Omen nomen: “Sputasangue” di Gabriele Cremonini

sputasangue

Il testo che segue è tratto dalla mia presentazione del volume, Supervincitore dell’edizione 2007 del Premio “F.Seminara” , organizzato dal Rhegium Julii.

“Sputasangue” è il soprannome di un vecchio che deve i propri polmoni consunti al lavoro passato in miniera e che decide di trascorrere gli ultimi anni della propria vita nel paesino d’origine, nella Vallata della Limentra, tra l’Emilia e la Toscana…ma è anche la parola che racchiude in sé il suono e il senso di una condanna per la maggior parte degli abitanti di quelle montagne, da secoli costretti a farsi strada con il sudore della propria fronte, siano essi contadini o briganti, preti veri o presunti, fabbri o carbonai, signori o servi…
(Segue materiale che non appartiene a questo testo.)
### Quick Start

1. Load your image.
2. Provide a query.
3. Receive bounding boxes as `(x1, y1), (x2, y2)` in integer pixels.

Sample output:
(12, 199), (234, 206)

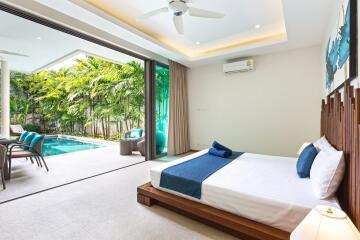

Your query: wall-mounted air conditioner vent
(223, 59), (254, 73)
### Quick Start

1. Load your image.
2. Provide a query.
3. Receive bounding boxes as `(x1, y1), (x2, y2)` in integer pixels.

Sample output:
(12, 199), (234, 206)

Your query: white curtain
(168, 61), (190, 155)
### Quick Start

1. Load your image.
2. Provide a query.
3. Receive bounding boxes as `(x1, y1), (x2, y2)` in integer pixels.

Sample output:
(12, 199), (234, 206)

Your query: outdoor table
(0, 138), (17, 180)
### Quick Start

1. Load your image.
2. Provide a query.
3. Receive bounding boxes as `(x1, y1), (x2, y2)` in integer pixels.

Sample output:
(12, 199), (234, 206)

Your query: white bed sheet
(150, 149), (339, 232)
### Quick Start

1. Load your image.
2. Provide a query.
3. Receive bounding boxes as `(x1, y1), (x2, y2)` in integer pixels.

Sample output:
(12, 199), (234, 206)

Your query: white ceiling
(2, 0), (336, 67)
(79, 0), (286, 57)
(0, 12), (141, 72)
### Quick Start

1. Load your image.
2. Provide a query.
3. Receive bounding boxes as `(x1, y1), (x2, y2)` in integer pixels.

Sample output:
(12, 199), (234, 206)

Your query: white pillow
(310, 149), (345, 199)
(313, 136), (336, 152)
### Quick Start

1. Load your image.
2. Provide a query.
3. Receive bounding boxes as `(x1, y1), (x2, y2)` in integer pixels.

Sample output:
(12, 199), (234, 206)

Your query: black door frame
(0, 2), (163, 160)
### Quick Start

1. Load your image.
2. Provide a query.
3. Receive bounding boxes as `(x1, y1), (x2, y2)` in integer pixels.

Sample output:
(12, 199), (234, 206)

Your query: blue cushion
(296, 144), (318, 178)
(22, 133), (35, 150)
(130, 128), (142, 138)
(29, 134), (45, 153)
(19, 131), (29, 142)
(212, 141), (232, 155)
(209, 148), (232, 158)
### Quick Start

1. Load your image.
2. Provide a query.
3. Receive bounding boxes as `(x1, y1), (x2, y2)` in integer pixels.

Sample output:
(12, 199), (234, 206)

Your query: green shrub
(22, 123), (41, 133)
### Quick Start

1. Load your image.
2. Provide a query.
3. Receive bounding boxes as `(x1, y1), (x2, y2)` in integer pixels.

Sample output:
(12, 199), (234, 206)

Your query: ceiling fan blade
(0, 50), (30, 57)
(173, 15), (184, 34)
(167, 0), (196, 3)
(188, 7), (225, 18)
(139, 7), (169, 20)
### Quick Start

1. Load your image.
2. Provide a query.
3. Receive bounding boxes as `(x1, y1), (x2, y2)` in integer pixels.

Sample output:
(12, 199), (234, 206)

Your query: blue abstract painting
(325, 0), (351, 92)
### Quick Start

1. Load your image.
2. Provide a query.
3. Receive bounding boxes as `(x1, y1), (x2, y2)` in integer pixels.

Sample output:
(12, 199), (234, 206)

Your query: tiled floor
(0, 144), (145, 202)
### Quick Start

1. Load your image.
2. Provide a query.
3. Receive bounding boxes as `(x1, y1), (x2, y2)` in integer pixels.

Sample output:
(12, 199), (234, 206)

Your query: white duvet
(150, 149), (339, 232)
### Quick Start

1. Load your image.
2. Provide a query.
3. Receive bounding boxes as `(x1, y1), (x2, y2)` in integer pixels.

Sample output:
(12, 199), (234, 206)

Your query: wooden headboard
(321, 82), (360, 229)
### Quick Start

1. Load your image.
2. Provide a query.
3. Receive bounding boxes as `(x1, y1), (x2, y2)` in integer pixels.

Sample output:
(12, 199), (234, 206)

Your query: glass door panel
(155, 64), (170, 157)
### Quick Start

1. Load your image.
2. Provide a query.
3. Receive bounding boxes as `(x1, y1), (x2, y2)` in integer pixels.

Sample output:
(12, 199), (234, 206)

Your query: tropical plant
(11, 56), (144, 139)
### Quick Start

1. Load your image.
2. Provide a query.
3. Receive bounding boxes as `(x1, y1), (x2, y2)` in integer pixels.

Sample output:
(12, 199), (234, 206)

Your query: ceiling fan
(0, 49), (30, 57)
(139, 0), (225, 34)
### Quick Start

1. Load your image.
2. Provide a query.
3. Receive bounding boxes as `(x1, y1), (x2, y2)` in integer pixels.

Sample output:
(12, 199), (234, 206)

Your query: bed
(150, 149), (339, 232)
(138, 83), (360, 240)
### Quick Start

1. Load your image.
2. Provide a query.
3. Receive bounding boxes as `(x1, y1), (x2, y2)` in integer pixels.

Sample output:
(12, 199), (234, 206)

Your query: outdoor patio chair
(7, 135), (49, 176)
(125, 129), (145, 151)
(0, 145), (7, 189)
(10, 125), (25, 136)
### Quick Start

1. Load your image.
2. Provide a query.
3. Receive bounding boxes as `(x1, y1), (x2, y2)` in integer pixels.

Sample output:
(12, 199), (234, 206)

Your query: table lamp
(290, 206), (360, 240)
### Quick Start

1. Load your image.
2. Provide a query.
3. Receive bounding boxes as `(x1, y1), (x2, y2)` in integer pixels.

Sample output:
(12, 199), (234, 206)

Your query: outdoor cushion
(130, 128), (142, 138)
(19, 131), (29, 142)
(29, 134), (45, 153)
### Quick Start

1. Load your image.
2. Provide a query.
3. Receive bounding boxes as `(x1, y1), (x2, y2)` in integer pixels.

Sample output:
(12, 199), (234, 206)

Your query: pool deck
(0, 142), (145, 202)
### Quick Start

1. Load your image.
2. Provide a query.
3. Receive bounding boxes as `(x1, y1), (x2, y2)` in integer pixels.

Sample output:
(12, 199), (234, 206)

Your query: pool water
(42, 137), (103, 156)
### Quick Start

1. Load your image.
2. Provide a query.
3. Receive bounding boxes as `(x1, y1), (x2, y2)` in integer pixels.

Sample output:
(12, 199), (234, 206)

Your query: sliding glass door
(155, 63), (170, 157)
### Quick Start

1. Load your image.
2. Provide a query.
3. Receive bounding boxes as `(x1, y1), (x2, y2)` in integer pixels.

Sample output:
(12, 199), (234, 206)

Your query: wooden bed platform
(137, 183), (290, 240)
(137, 82), (360, 240)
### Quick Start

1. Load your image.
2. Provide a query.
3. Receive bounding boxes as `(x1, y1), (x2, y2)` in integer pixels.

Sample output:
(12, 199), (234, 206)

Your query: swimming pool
(42, 137), (104, 156)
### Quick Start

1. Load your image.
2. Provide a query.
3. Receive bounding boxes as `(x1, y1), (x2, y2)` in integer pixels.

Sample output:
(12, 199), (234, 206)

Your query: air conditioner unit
(223, 59), (254, 73)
Gabriele Cremonini racconta le loro storie; e le racconta partendo dall’inizio del Novecento, quando un contadino, Romualdo “Berto” Pezzulli, trova un baule antico, contenente un tesoro inestimabile, nel podere assegnatogli poco tempo prima dal nuovo prete Don Felicino…di quel tesoro, destinato a cambiargli la vita, si sa poco o nulla…a chi apparteneva o era appartenuto? E quando era stato seppellito?

L’autore ci guida attraverso un percorso lungo tre secoli per i sentieri di quelle montagne, con un impianto narrativo che spazia tranquillamente da un secolo all’altro, da un anno all’altro, rendendo l’intreccio più avvincente e organico, mantenendo la giusta suspence fino alla fine e ponendo alla riflessione del lettore l’analisi degli atteggiamenti dei personaggi, gli aspetti che nel costume di una comunità perdurano e quelli che si evolvono.

Il lettore (ri)scoprirà un mondo, un mondo troppe volte più o meno volontariamente dimenticato, un mondo di soprannomi, leggende, talismani, fatica, “nominazioni” e bandi legatizi…un mondo dove “i sassi son le ossa della terra” e “le bestie segnano il tempo” …un mondo dove i figli fanno il mestiere dei padri e le storie s’incrociano con la Storia…

Un mondo che Gabriele Cremonini conosce bene, e scavando a poco a poco nelle viscere di quelle montagne è riuscito a riportare alla luce il vero tesoro che contenevano: le storie, le usanze, la mentalità, i costumi  della gente, di un passato che è radice della propria identità, memoria comune nei confronti del presente…un tesoro che non deve essere dimenticato.